Their Venice Biennale project, Halka/Haiti: 18° 48'05" N 72° 23'01" W (2015/2018), was inspired by a little-known historical connection between Haiti and Poland and the 1982 Werner Herzog film Fitzcarraldo, about a mad visionary obsessed with bringing live opera to the Amazon. The history involved a group of Haitian people, the Poloné, who descended from early 19th-century Polish soldiers that were sent to put down the island's slave rebellion, but instead defected. For the project, the artists filmed their outdoor staging of a canonical Polish national opera, Stanisław Moniuszko's Halka, in the village of Casale, Haiti, the population center of the Poloné. The cast and crew were a mix of Poles and Haitians, including soloists from the Poznan Opera House, musicians from a Port-au-Prince orchestra and dancers from Cazale. The exhibited work—shot in an immersive manner with four cameras capturing both on- and off-stage action—was presented in a panoramic form related to the painted dioramas of natural history museums.

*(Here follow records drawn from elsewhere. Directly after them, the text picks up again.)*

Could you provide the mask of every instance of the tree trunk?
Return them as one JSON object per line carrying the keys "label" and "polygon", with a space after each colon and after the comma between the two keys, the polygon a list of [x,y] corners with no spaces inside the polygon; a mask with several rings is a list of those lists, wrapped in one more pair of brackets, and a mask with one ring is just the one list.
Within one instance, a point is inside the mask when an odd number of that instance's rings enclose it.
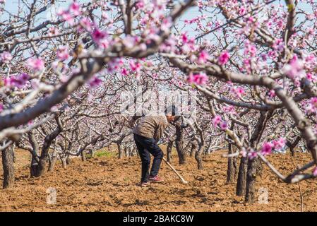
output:
{"label": "tree trunk", "polygon": [[30,167],[30,174],[31,177],[37,177],[38,165],[39,164],[35,160],[35,158],[32,155],[31,166]]}
{"label": "tree trunk", "polygon": [[244,196],[246,186],[246,170],[248,166],[248,157],[241,157],[240,158],[240,165],[239,167],[238,181],[237,182],[237,195]]}
{"label": "tree trunk", "polygon": [[56,155],[52,156],[52,159],[49,161],[49,169],[47,170],[47,171],[52,172],[54,170],[56,160],[57,160],[57,156],[56,156]]}
{"label": "tree trunk", "polygon": [[195,143],[191,143],[191,154],[189,156],[193,157],[193,153],[195,153],[195,150],[197,148],[197,145],[195,144]]}
{"label": "tree trunk", "polygon": [[248,162],[245,201],[249,203],[253,203],[256,201],[256,179],[259,164],[258,157],[249,160]]}
{"label": "tree trunk", "polygon": [[118,151],[119,151],[118,158],[119,160],[121,160],[124,157],[124,151],[121,147],[120,143],[117,143],[116,146],[118,147]]}
{"label": "tree trunk", "polygon": [[203,147],[200,146],[195,153],[195,159],[197,161],[197,166],[198,170],[203,170],[203,160],[201,159],[201,151]]}
{"label": "tree trunk", "polygon": [[[228,147],[228,154],[234,153],[234,146],[229,143]],[[227,170],[227,183],[234,183],[237,175],[237,157],[228,157],[228,168]]]}
{"label": "tree trunk", "polygon": [[2,150],[2,167],[4,169],[4,189],[11,187],[14,184],[14,145]]}
{"label": "tree trunk", "polygon": [[28,133],[30,143],[32,145],[32,153],[31,153],[31,165],[30,166],[30,174],[31,177],[37,177],[38,171],[38,153],[39,153],[39,145],[34,136],[33,131],[30,131]]}
{"label": "tree trunk", "polygon": [[86,153],[85,153],[85,150],[81,152],[80,156],[81,156],[81,160],[83,162],[85,162],[86,160]]}
{"label": "tree trunk", "polygon": [[43,147],[42,148],[41,156],[40,157],[39,165],[37,168],[37,177],[42,177],[45,174],[47,169],[47,160],[49,155],[49,147],[52,142],[63,131],[61,123],[58,117],[55,117],[57,123],[57,128],[51,133],[47,135],[44,140]]}
{"label": "tree trunk", "polygon": [[172,149],[173,148],[173,141],[169,141],[167,148],[166,148],[166,153],[167,155],[167,162],[171,162],[172,160]]}
{"label": "tree trunk", "polygon": [[67,169],[67,162],[66,157],[61,157],[61,166],[63,169],[66,170]]}

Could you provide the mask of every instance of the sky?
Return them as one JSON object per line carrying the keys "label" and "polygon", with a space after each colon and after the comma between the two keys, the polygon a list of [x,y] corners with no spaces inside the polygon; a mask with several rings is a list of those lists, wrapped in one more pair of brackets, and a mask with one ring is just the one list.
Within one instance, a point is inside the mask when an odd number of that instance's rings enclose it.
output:
{"label": "sky", "polygon": [[[32,3],[33,1],[33,0],[25,0],[27,2],[29,3]],[[72,0],[64,0],[62,1],[64,2],[58,2],[59,0],[56,0],[56,8],[67,8],[67,6],[68,6],[68,4],[72,2]],[[89,0],[80,0],[78,1],[80,3],[87,3],[89,2],[90,1]],[[310,7],[309,6],[309,5],[304,4],[302,2],[302,0],[299,1],[299,7],[304,9],[305,11],[310,11],[310,13],[311,13],[311,9],[310,8]],[[6,5],[5,5],[5,9],[6,11],[8,11],[10,13],[14,13],[16,14],[18,11],[18,0],[7,0]],[[285,1],[281,1],[281,0],[277,0],[275,1],[275,3],[274,4],[279,4],[279,3],[282,3],[285,4]],[[285,6],[286,7],[286,6]],[[53,9],[53,8],[52,8]],[[49,14],[47,13],[42,13],[42,15],[41,15],[41,18],[39,19],[40,23],[42,20],[45,20],[47,18],[49,18]],[[53,13],[54,14],[54,13]],[[179,20],[184,20],[184,19],[192,19],[193,18],[197,17],[198,16],[201,15],[201,13],[198,11],[198,7],[192,7],[190,9],[189,9],[187,11],[186,11],[182,16],[181,17],[179,18]],[[302,16],[299,16],[300,17],[302,17]],[[6,19],[5,18],[4,18],[4,16],[1,18],[1,20],[3,20],[4,19]],[[215,18],[215,20],[217,20],[217,18]],[[179,25],[180,25],[180,26],[183,26],[184,25],[184,23],[180,22],[179,23]],[[193,26],[196,26],[196,24],[193,25],[186,25],[184,29],[182,29],[182,32],[187,32],[187,33],[189,35],[189,36],[194,36],[195,35],[195,32],[193,31]]]}

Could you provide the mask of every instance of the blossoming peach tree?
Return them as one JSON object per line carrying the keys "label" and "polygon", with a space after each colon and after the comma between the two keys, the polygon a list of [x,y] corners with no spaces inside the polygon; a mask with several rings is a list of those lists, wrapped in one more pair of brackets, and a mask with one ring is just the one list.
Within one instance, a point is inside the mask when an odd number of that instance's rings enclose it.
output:
{"label": "blossoming peach tree", "polygon": [[[133,81],[199,93],[196,117],[182,117],[167,144],[176,129],[179,153],[179,138],[188,141],[201,169],[201,155],[219,146],[213,140],[227,143],[227,182],[237,174],[246,201],[255,200],[261,162],[287,183],[317,177],[313,1],[18,2],[15,14],[0,1],[4,187],[14,180],[14,145],[32,153],[34,175],[56,153],[131,147],[117,104]],[[52,7],[56,17],[43,19]],[[312,161],[289,175],[266,158],[301,143]]]}

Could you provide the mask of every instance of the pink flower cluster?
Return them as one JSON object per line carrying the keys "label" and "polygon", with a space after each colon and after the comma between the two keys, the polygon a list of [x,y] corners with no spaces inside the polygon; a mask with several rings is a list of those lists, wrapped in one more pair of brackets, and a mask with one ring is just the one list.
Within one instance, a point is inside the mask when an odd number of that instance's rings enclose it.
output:
{"label": "pink flower cluster", "polygon": [[205,73],[192,73],[187,78],[187,82],[190,84],[205,85],[208,81],[208,76]]}
{"label": "pink flower cluster", "polygon": [[304,67],[303,61],[299,59],[297,56],[294,55],[289,61],[289,64],[284,67],[283,71],[292,79],[301,78],[306,75]]}
{"label": "pink flower cluster", "polygon": [[205,50],[202,50],[199,53],[198,63],[198,64],[205,64],[207,61],[207,59],[209,57],[209,54]]}
{"label": "pink flower cluster", "polygon": [[67,60],[69,57],[68,47],[64,45],[59,46],[57,49],[56,56],[62,61]]}
{"label": "pink flower cluster", "polygon": [[99,85],[100,85],[100,84],[102,83],[102,80],[99,78],[97,78],[97,76],[94,76],[89,82],[89,85],[91,88],[95,88],[97,87]]}
{"label": "pink flower cluster", "polygon": [[225,65],[228,62],[230,54],[227,51],[222,52],[218,57],[218,64],[220,65]]}
{"label": "pink flower cluster", "polygon": [[237,97],[241,97],[245,93],[244,89],[242,87],[232,87],[230,93],[234,94]]}
{"label": "pink flower cluster", "polygon": [[242,157],[248,157],[250,160],[253,160],[253,158],[258,157],[258,153],[253,148],[250,148],[248,151],[245,148],[243,148],[240,153]]}
{"label": "pink flower cluster", "polygon": [[229,114],[237,114],[237,112],[234,109],[234,107],[232,105],[224,106],[222,107],[222,111]]}
{"label": "pink flower cluster", "polygon": [[106,31],[100,30],[97,28],[95,28],[92,33],[91,34],[92,40],[96,43],[100,48],[107,49],[109,45],[109,41],[108,40],[108,32]]}
{"label": "pink flower cluster", "polygon": [[12,55],[8,52],[4,52],[0,54],[0,62],[9,64],[12,60]]}
{"label": "pink flower cluster", "polygon": [[274,140],[272,142],[265,142],[262,145],[261,153],[263,155],[270,155],[273,150],[280,150],[286,144],[286,139],[281,137],[279,139]]}
{"label": "pink flower cluster", "polygon": [[42,71],[44,69],[44,64],[40,58],[30,58],[27,61],[27,66],[34,71]]}
{"label": "pink flower cluster", "polygon": [[187,33],[182,33],[181,35],[181,52],[183,54],[188,54],[190,52],[195,51],[197,49],[195,44],[195,38],[189,38]]}
{"label": "pink flower cluster", "polygon": [[58,13],[64,21],[68,23],[71,25],[74,24],[75,18],[81,14],[81,6],[80,4],[77,3],[76,1],[73,1],[69,6],[68,9],[62,10]]}
{"label": "pink flower cluster", "polygon": [[228,123],[226,121],[222,120],[221,116],[220,115],[216,115],[213,119],[213,124],[214,127],[217,127],[217,126],[219,126],[220,129],[223,131],[228,129]]}
{"label": "pink flower cluster", "polygon": [[29,81],[30,76],[27,73],[21,73],[18,76],[12,76],[4,79],[4,85],[6,87],[23,88]]}
{"label": "pink flower cluster", "polygon": [[312,97],[309,100],[309,104],[306,107],[306,112],[309,114],[317,113],[317,97]]}

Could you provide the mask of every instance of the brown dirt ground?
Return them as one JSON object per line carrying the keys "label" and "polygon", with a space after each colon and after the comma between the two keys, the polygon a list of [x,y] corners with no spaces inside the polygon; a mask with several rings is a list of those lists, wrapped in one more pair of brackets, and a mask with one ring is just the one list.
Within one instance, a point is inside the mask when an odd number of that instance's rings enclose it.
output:
{"label": "brown dirt ground", "polygon": [[[221,153],[205,157],[203,170],[196,169],[193,158],[179,166],[174,157],[172,164],[189,184],[179,183],[163,162],[160,175],[165,182],[144,188],[136,185],[140,174],[138,157],[117,160],[104,156],[85,162],[76,158],[67,170],[58,163],[55,171],[44,177],[30,178],[29,155],[18,150],[17,159],[24,162],[17,163],[14,187],[0,189],[0,211],[300,211],[298,185],[280,182],[266,166],[258,178],[257,189],[268,189],[268,203],[244,203],[243,198],[235,195],[235,184],[226,184],[227,160]],[[311,159],[309,154],[297,155],[296,165]],[[285,174],[293,170],[289,154],[269,159]],[[0,182],[2,179],[1,176]],[[302,182],[300,186],[304,210],[316,211],[316,181]],[[49,187],[56,189],[55,205],[46,203]]]}

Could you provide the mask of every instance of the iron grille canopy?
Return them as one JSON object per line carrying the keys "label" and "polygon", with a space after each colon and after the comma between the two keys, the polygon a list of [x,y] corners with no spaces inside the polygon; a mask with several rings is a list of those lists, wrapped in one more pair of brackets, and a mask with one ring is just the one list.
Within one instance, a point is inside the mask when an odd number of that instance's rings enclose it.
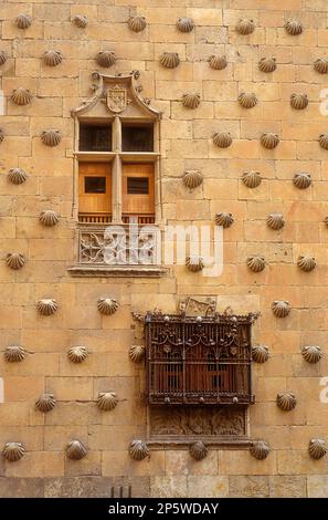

Like Halka/Haiti, the allegorical film and public installation Who is Afraid of Natasha? (2021, Triennial Brugge) re-staged a cultural fragment from one context to another. The artists reimagined a well-known monument nicknamed "Natasha"—a modest, bronze Socialist Realist-style figure that stood in a prominent public square in Gdynia, Poland from 1953 to 1990—and re-sited it to Bruges, with the addition of a red lightning bolt sprayed on the right side of the figure's dress, symbolizing support for recent large-scale women's protests in Poland. The project's film revealed a complex composite portrait whose different narratives included the statue's original purpose to celebrate the WWII Soviet-Polish alliance, its subsequent association with an oppressive communist regime, and potential new stories stemming from the reconstruction, new location and era.

In several projects Jasper and Malinowska took a more anthropological direction. Bureau of Masks Inventory documented the ubiquitous and odd presence of African masks and artifacts—regarded as highly coveted symbols of openness and status—in their hometown, Tricity, Poland, from the 1960s until the collapse of communism. The exhibition "In Savage Society" (2019) explored collective mythologies, historical truth and accepted narratives involving the collision of indigenous and Western cultures, with reference to the work of anthropologist Bronisław Malinowski. "The Domestic Plane" (2020) was a changing exhibition of disparate and fragmentary objects that examined the cultural influences and pressures affecting mundane choices about furnishing domestic spaces.

The artists have also produced sound works. The Emperor's Canary (2018, High Line, New York; Centre Pompidou-Metz examined environmental crisis, using two gramophones that played a swooshing recording of the Great Pacific Garbage Patch and the rasping breath of a person suffering from black lung disease, respectively; other versions of the work played the calls of nearly extinct bird species, howls of animals living near the Chernobyl nuclear plant, and saws felling trees in a protected forest. A morning in 1953 (Messiaen Reversed, Birds Released) (2022) was based on the 1953 Olivier Messiaen piano and orchestra composition, Réveil des oiseaux, which he transcribed from birdsong. In their project, the artists reversed the process, replacing the entire score's human-made sounds and instruments with the actual bird calls of the 38 species Messiaen used.

== Recognition ==
Jasper has received a Guggenheim Fellowship and grants from the Pollock-Krasner Foundation, Polish Cultural Institute, Gottlieb Foundation, Creative Capital, Ministry of Culture and National Heritage (Poland) and Polish Film Institute, among others. He was an artist-in-residence at Artpace, the Bronx Museum, International Studio & Curatorial Program, Irish Museum of Modern Art and Leube Baustoffe Foundation and a visiting artist at the American Academy in Rome.

Jasper's work belongs to the public art collections of the Central Museum of Textiles, Łódź, Ujazdowski Castle Centre for Contemporary Art, Centre Pompidou, Hirshhorn Museum, ING Polish Art Foundation, Kunstsammlungen Chemnitz, Museum Ludwig, Muzeum Sztuki, and Zachęta – National Gallery of Art, among others.